- Secretary: 何語蓉
- Spokesperson: Icyang Tamana [zh]
- Convenor: 林詩涵
- Founded: 18 December 2017
- Headquarters: Taipei City, Taiwan
- Ideology: Progressivism (Taiwanese) Feminism (Taiwanese) Environmentalism Taiwan independence
- Political position: Centre-left to left-wing
- National affiliation: Taiwan Go Go
- Colours: Apricot, black, green, brown, yellow
- Legislative Yuan: 0 / 113
- Municipal mayors: 0 / 6
- Magistrates/mayors: 0 / 16
- Councilors: 6 / 910

Website
- obs.ppedu.org

= Taiwan Obasang Political Equality Party =

Taiwanese political party

Taiwan Obasang Political Equality Party (小民參政歐巴桑聯盟; 小歐盟) is a political party in Taiwan.

==History==
The Taiwan Obasang Political Equality Party can trace its history to parent-child co-learning groups originally established by the Association of Participatory Parental Education in 2012. As a political party, TOPEP was founded in 2017. 90 percent of its members are women.

==Party policies==
The party's core values are political equality, children's rights, a parent-child friendly society, environmental justice, gender equality, animal protection, defending Taiwan's sovereignty and labor rights.

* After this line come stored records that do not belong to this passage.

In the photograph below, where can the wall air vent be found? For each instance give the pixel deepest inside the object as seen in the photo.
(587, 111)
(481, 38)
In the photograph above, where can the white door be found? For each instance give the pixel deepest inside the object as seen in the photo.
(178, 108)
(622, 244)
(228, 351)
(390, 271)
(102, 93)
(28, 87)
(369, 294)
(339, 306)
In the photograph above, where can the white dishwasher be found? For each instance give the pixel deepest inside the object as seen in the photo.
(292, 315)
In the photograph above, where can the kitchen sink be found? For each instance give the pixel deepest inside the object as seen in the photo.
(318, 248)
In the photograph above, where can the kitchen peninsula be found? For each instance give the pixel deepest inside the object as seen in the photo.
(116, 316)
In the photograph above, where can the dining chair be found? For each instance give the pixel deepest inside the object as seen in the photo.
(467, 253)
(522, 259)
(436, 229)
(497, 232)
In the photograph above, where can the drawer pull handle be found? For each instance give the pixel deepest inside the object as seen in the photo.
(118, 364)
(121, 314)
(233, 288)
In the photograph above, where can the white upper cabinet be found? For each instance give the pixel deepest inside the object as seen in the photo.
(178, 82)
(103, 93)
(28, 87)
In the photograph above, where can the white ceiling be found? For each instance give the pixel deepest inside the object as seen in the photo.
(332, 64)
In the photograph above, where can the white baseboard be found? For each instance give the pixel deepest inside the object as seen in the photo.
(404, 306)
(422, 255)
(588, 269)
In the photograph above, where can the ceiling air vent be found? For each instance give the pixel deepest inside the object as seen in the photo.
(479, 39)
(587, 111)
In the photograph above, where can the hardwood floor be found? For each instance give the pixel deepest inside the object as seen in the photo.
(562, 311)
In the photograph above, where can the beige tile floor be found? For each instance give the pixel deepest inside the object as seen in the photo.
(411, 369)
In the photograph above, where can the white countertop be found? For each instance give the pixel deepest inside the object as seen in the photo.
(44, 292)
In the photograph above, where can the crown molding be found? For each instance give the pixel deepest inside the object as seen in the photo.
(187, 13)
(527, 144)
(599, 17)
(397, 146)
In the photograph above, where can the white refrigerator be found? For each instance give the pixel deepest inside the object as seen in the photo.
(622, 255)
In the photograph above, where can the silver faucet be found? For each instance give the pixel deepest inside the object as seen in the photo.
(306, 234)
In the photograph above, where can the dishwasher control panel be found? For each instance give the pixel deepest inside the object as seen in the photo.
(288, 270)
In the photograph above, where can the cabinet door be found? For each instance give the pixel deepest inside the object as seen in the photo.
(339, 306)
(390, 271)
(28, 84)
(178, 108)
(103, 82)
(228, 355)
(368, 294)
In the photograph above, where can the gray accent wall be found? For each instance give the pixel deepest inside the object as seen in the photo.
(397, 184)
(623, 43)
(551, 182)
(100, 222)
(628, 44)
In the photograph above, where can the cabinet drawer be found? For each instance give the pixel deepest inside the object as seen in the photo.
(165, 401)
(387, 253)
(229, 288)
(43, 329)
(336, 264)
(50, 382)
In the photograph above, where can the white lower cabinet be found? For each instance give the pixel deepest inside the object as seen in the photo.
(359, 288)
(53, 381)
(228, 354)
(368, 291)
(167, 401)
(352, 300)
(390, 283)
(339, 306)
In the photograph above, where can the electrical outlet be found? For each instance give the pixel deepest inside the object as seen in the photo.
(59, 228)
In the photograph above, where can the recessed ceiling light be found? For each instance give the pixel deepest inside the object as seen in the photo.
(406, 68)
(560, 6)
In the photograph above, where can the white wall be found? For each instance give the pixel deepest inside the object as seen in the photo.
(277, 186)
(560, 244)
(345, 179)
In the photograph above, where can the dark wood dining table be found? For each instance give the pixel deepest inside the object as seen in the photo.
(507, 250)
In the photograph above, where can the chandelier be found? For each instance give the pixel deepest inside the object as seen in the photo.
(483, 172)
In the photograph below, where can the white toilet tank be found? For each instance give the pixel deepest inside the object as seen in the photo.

In terms of cross-strait relations and foreign affairs and national defense, the party believes that Taiwan has become a sovereign and independent country, and that it is necessary to strengthen national identity, promote Taiwan's local culture, and transmit Taiwan's values to the international community. In addition, it should establish a civil defense mechanism and implement national defense reform, national defense autonomy, strengthen Taiwan's self-defense force, prepare for war rather than avoiding it, prevent China's attempts to change the status quo, oppose China's threat of force, and enhance Taiwan-U.S. relations. In addition, in 2022, the entire party will sign a "pledge to defend Taiwan without surrender".

In September 2025, the party announced an alliance Taiwan Go Go with the New Power Party, Statebuilding Party and Green Party Taiwan for the 2026 local elections. The parties agreed to coordinate the nominations for local council seats. They also agreed on shared principles including defending Taiwan from Chinese aggression, narrowing the wealth gap, and protecting the environment.

==Election results==
The party first contested elections in the 2018 local elections with 21 candidates. They received over 80,000 votes and 70 percent of candidates had their deposits returned. None of the fifteen Obasang candidates who ran in the 2022 local elections won office.

In the 2024 legislative election, the party received 128,613 votes for the party list, equal to 0.93 percent, making it the fifth most popular party.